The auctioneer's hammer came down for the final time at Cardigan livestock market this morning.
For decades, farmers have been coming to buy and sell their livestock here.
This is the second livestock market to shut in the space of a couple of weeks with Cowbridge being the first.
It's closure is said to be a combination of factors including rising costs, reduced animals and high rates of TB in the area.
For many in this market, they said this is not only a place to sell cattle and sheep, but also a lifeline socially.
The Rees family are local dairy and beef farmers. They have been using the market for more than 40 years.
They said the closure will have financial costs.
The sad thing is that after today we'll have to travel at least half an hour to three quarters of an hour to get to the nearest market.

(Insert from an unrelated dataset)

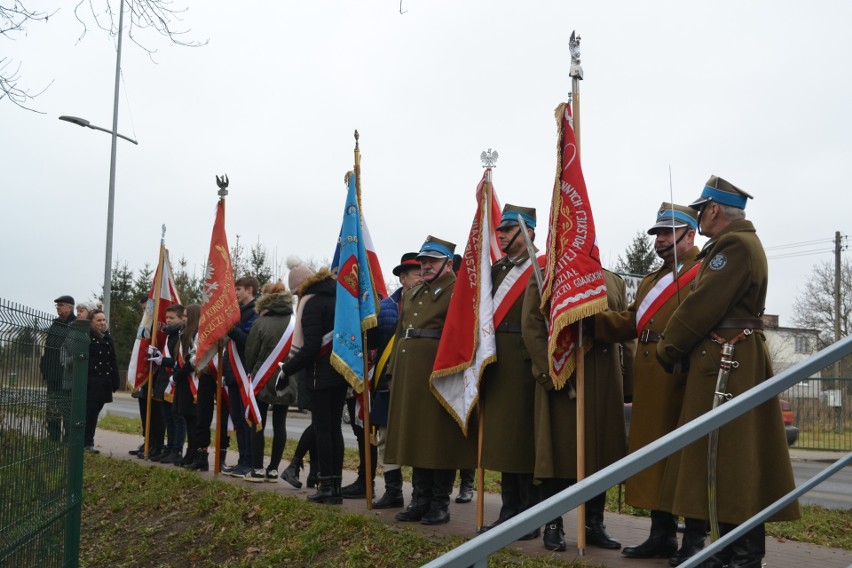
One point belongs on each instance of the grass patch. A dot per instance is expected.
(134, 515)
(818, 525)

You're going to lose at least half the day and when you've only got two or three calves to sell that day it won't be that cost effective.
For the Rees family, the closest auction now will be in Newcastle Emlyn or Whitland which will take at least double the time to get to.
Hedydd Rees has fond memories of when she was a child going with her father to the livestock market.
For Hedydd and many other farmers they never thought the day that Cardigan market closes would ever come.
I’ve got a lot of memories coming here with my father and selling lambs and he putting me in the pens with the lambs hoping to get a better price, but it brings back a lot of childhood memories.
Hedydd said she is worried that the threat of TB is contributing to the closure of small livestock markets.
I am concerned this is a sign of the times. TB is ruling our lives and at the moment we are clear of TB. six months ago we weren't. You’ve just got to take things day by day and until something is done and sorted out with TB this is the way things are going to go.
But as well as childhood memories, the market has a fond place in her heart for other reasons.
Apparently my husband saw me here many moons ago, apparently he was in the fat lamb queue and I was walking across the yard with my farmer. We didn’t actually meet but that is where he saw me first. And 27 years later we’re married.
Malgwyn Evans a retired auctioneer hopes the closure of the market is a "lesson to everybody" to work together and protect the future of other livestock markets.
Farmers said the mood at the market felt generally low.
For many it is the "peoples market" and an "end of an era in Cardigan."
Brian Thomas, Deputy President at Farmers Union for Wales said this is a "sad day for the industry and for Cardigan."
He said Cardigan was "one of the most prosperous markets" but its closing mainly due to TB and reduced livestock.
"It's having a downward spiral on the rural economy and its got to be adjusted," he added.